KERBELA OLAYININ NEDENİ NEYDİ?
10 Temmuz 2024, Çarşamba 09:35Her yıl muharrem ayında Kerbela’da vahşice katledilen Ehl-i Beyt mensuplarını saygı ve hürmetle anıyoruz.
Ehl-i Beyt’e destek olmak için orada bulunanlarla birlikte, şehit olanların sayısı tarihe yetmiş iki olarak geçmiştir. Katledilenlerin peygamber efendimizin Ehl-i Beytinden olması, İslam tarihine en acıklı olayı olarak geçmiştir.
Aradan bin üç yüz kırk dört yıl geçmesine rağmen, hala güncelliğini korumaktadır. Onlar için matem oruçları tutuluyor, Aşureler dağıtılıyor. Aradan bu kadar zaman geçmiş olmasına rağmen, Hz. Hüseyin’in Kerbela'daki direnişi zalimlere karşı bir sembol olmaya devam ediyor.

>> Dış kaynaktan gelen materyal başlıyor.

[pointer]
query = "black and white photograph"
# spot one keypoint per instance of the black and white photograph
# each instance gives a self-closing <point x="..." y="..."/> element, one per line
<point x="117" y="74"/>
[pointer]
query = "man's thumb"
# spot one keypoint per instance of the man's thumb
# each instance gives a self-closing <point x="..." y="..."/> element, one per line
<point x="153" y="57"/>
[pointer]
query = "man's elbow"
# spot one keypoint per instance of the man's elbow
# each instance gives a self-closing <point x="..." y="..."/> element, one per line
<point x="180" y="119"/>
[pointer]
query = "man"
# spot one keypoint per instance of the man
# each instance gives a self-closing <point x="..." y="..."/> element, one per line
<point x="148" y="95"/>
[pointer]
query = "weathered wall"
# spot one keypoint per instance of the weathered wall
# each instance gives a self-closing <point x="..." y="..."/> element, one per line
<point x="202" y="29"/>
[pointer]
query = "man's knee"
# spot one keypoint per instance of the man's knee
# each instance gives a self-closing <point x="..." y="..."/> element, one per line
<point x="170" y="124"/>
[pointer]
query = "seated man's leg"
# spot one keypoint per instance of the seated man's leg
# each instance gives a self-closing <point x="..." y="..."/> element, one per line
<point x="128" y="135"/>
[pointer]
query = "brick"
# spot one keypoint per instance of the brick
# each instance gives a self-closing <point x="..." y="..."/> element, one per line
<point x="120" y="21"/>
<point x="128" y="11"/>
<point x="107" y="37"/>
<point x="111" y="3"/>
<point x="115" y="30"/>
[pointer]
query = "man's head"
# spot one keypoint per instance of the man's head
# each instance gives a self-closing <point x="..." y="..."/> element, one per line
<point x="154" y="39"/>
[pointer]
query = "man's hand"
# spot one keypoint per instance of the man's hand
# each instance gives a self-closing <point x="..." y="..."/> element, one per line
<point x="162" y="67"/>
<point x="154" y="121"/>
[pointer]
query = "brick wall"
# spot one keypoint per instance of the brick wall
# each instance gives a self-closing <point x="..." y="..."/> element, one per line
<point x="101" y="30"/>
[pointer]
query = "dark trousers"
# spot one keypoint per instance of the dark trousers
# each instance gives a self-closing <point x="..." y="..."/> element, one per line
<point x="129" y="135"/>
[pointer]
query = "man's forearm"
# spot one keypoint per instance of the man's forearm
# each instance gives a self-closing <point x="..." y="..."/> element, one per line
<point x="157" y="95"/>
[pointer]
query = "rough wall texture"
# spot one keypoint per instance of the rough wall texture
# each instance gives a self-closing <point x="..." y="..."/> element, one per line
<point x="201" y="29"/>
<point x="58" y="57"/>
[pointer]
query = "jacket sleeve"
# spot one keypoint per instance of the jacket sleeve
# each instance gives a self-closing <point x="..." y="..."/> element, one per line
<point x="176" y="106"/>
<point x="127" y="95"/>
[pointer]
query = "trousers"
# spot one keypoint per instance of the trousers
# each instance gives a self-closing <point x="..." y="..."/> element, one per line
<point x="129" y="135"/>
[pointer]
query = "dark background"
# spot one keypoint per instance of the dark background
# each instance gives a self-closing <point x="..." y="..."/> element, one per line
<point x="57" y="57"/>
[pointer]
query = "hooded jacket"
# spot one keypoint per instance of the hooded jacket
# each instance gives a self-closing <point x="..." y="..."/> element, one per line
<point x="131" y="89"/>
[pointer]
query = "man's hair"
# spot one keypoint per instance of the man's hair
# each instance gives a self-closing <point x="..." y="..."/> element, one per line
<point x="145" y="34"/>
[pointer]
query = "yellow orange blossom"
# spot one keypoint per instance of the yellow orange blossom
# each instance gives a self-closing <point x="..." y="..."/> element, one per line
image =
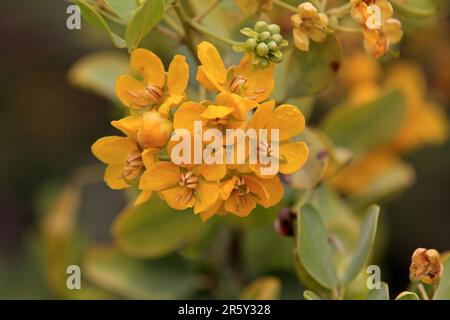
<point x="290" y="122"/>
<point x="155" y="90"/>
<point x="308" y="23"/>
<point x="181" y="188"/>
<point x="380" y="30"/>
<point x="244" y="80"/>
<point x="425" y="266"/>
<point x="240" y="194"/>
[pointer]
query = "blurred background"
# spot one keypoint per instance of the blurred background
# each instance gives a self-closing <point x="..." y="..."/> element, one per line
<point x="48" y="126"/>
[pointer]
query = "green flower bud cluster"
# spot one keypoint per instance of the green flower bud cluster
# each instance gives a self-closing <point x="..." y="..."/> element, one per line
<point x="264" y="42"/>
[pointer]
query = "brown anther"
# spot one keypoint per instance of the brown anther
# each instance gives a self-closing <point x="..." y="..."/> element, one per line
<point x="237" y="83"/>
<point x="154" y="93"/>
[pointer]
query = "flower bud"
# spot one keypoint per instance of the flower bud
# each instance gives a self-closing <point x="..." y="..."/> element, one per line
<point x="274" y="29"/>
<point x="284" y="225"/>
<point x="425" y="266"/>
<point x="155" y="130"/>
<point x="262" y="49"/>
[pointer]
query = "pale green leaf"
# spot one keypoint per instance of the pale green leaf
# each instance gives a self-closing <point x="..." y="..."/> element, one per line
<point x="314" y="249"/>
<point x="364" y="246"/>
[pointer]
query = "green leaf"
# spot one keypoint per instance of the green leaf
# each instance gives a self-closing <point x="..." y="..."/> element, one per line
<point x="407" y="295"/>
<point x="93" y="17"/>
<point x="366" y="127"/>
<point x="309" y="295"/>
<point x="314" y="250"/>
<point x="167" y="278"/>
<point x="364" y="246"/>
<point x="123" y="8"/>
<point x="379" y="294"/>
<point x="153" y="229"/>
<point x="399" y="176"/>
<point x="443" y="290"/>
<point x="264" y="288"/>
<point x="414" y="8"/>
<point x="307" y="73"/>
<point x="143" y="21"/>
<point x="312" y="172"/>
<point x="98" y="72"/>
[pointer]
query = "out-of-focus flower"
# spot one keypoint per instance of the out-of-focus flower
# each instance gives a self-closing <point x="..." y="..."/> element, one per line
<point x="425" y="122"/>
<point x="244" y="80"/>
<point x="380" y="30"/>
<point x="253" y="6"/>
<point x="154" y="90"/>
<point x="264" y="44"/>
<point x="290" y="122"/>
<point x="425" y="266"/>
<point x="308" y="24"/>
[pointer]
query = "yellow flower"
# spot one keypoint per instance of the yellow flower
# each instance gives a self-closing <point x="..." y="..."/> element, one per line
<point x="240" y="194"/>
<point x="181" y="188"/>
<point x="380" y="30"/>
<point x="308" y="23"/>
<point x="245" y="80"/>
<point x="290" y="122"/>
<point x="154" y="89"/>
<point x="425" y="266"/>
<point x="228" y="112"/>
<point x="425" y="122"/>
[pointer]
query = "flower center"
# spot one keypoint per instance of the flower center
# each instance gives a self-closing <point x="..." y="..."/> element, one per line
<point x="133" y="166"/>
<point x="237" y="83"/>
<point x="188" y="179"/>
<point x="153" y="93"/>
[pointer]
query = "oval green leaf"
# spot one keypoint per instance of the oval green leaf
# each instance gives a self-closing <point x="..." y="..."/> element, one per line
<point x="167" y="278"/>
<point x="314" y="249"/>
<point x="153" y="229"/>
<point x="143" y="21"/>
<point x="94" y="18"/>
<point x="365" y="242"/>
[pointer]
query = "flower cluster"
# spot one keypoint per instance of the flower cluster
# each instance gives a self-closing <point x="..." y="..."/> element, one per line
<point x="380" y="30"/>
<point x="159" y="107"/>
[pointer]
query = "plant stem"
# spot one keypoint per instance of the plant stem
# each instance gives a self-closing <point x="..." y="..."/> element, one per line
<point x="286" y="6"/>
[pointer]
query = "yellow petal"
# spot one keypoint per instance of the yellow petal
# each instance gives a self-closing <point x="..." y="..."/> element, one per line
<point x="261" y="116"/>
<point x="150" y="66"/>
<point x="292" y="156"/>
<point x="113" y="149"/>
<point x="288" y="119"/>
<point x="257" y="188"/>
<point x="241" y="206"/>
<point x="114" y="176"/>
<point x="143" y="197"/>
<point x="213" y="172"/>
<point x="212" y="63"/>
<point x="274" y="189"/>
<point x="160" y="176"/>
<point x="178" y="76"/>
<point x="186" y="115"/>
<point x="207" y="195"/>
<point x="129" y="126"/>
<point x="259" y="83"/>
<point x="213" y="112"/>
<point x="129" y="90"/>
<point x="179" y="198"/>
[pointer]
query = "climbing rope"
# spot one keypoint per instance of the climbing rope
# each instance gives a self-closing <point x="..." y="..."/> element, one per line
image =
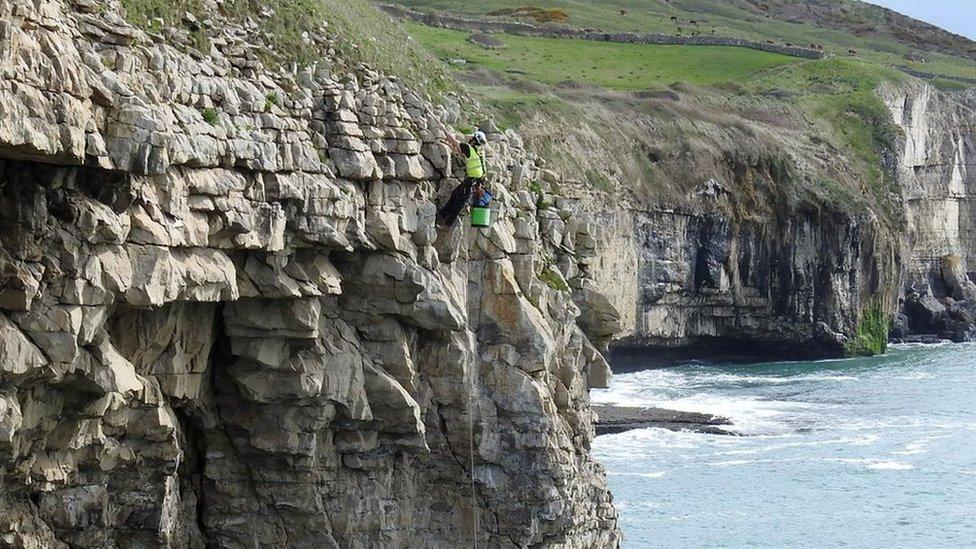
<point x="474" y="494"/>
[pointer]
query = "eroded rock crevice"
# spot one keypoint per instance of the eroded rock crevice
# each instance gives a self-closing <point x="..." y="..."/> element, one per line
<point x="251" y="331"/>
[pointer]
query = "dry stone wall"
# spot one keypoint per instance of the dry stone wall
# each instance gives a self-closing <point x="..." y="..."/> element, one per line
<point x="228" y="317"/>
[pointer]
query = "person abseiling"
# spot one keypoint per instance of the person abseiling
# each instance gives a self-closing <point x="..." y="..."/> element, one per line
<point x="473" y="189"/>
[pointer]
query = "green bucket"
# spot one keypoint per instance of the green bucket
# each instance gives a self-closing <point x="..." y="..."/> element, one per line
<point x="480" y="216"/>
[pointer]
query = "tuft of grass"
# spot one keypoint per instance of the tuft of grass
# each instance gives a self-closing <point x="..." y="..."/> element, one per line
<point x="872" y="333"/>
<point x="210" y="115"/>
<point x="270" y="101"/>
<point x="552" y="279"/>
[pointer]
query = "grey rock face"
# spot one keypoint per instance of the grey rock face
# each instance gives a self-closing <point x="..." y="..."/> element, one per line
<point x="935" y="171"/>
<point x="250" y="332"/>
<point x="770" y="285"/>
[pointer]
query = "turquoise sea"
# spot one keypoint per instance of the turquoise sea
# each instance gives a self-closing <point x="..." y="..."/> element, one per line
<point x="877" y="452"/>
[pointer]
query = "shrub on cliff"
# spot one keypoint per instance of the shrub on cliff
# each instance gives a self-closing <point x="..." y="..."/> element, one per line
<point x="872" y="332"/>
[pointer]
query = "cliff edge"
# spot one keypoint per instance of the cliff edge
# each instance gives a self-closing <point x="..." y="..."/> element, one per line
<point x="227" y="316"/>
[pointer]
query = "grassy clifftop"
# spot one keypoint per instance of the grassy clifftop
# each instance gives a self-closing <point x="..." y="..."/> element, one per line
<point x="361" y="33"/>
<point x="878" y="35"/>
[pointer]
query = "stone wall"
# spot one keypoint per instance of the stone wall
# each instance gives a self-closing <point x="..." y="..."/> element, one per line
<point x="228" y="317"/>
<point x="455" y="22"/>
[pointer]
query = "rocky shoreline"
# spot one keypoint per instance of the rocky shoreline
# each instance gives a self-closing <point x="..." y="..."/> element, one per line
<point x="618" y="419"/>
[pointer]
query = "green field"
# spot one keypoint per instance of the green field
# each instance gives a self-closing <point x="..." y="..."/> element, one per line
<point x="654" y="16"/>
<point x="625" y="67"/>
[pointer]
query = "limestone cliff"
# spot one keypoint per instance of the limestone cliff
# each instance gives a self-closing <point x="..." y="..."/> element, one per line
<point x="730" y="240"/>
<point x="227" y="316"/>
<point x="936" y="169"/>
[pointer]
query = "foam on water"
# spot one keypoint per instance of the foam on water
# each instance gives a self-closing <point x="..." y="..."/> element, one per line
<point x="860" y="453"/>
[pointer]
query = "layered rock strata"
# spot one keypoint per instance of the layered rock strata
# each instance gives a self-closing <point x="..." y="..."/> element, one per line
<point x="936" y="170"/>
<point x="227" y="316"/>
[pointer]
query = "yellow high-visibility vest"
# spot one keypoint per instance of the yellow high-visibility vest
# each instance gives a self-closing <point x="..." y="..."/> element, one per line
<point x="474" y="164"/>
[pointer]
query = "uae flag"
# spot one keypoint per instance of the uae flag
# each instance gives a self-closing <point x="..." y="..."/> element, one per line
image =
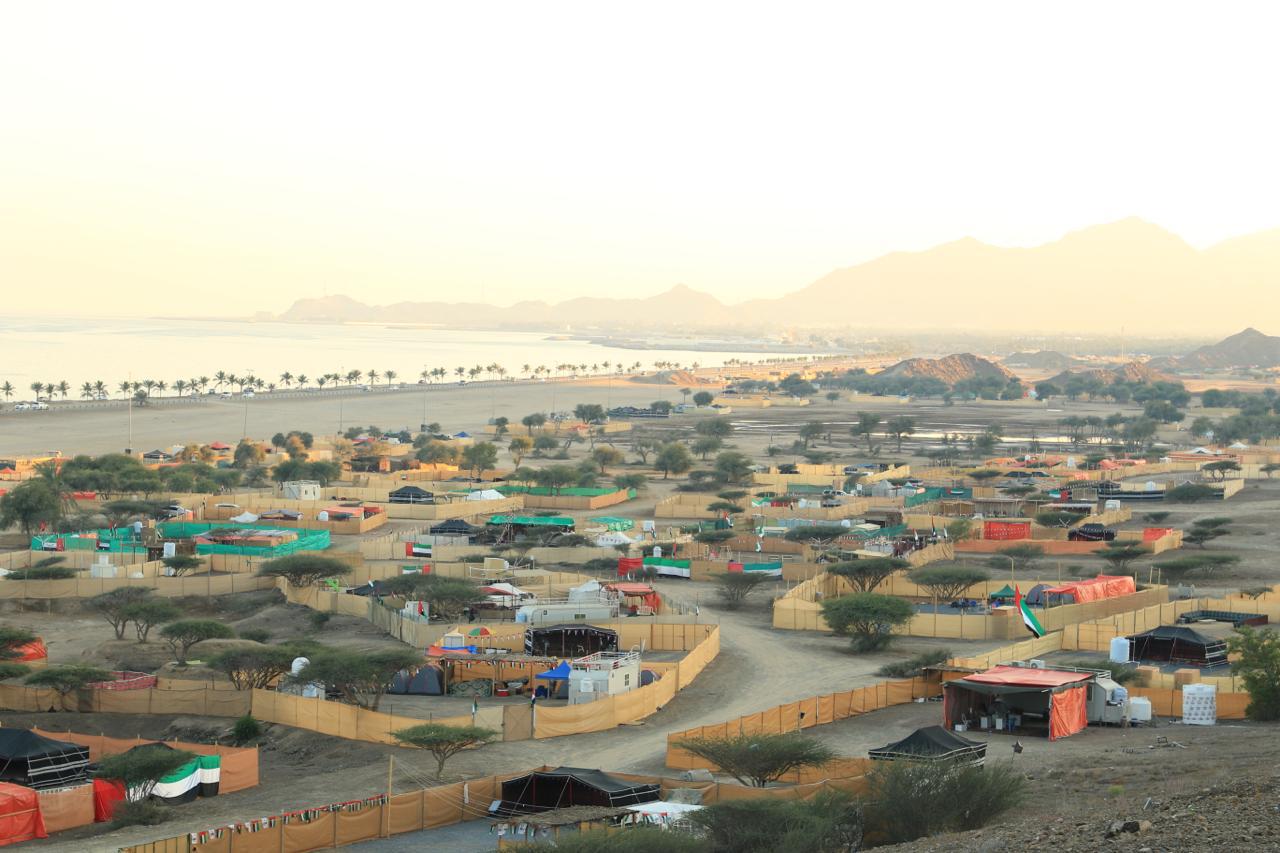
<point x="1028" y="616"/>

Yezid’e ve onun komutanlarına ise, hala lanet ediliyor. Öyle bir nefrete neden olmuştur ki, Yezid ve onun ordu komutanlarının isimleri yeni doğan çocuklara bile verilmiyor. Ama, Hz. Hüseyin’in ismi İslam ülkelerinde milyonlarca yeni doğan çocuklara konulmaya devam ediliyor. Bu da insanların Ehl-i Beyt’e ve mazlumlara olan sevgisini gösteriyor.
Halklar her zaman mazlumun ve haklının yanında olmuştur. Biz de Kerbela’daki bütün şehitleri tekrar saygı ve hürmetle anıyoruz.
İslam tarihindeki bu hüzünlü olayının iç yüzü neydi? Hz. Hüseyin neden Küfe'ye gitmek istemişti? Bu makalemizde bunun nedenleri ve sonuçları üzerinde duracağız.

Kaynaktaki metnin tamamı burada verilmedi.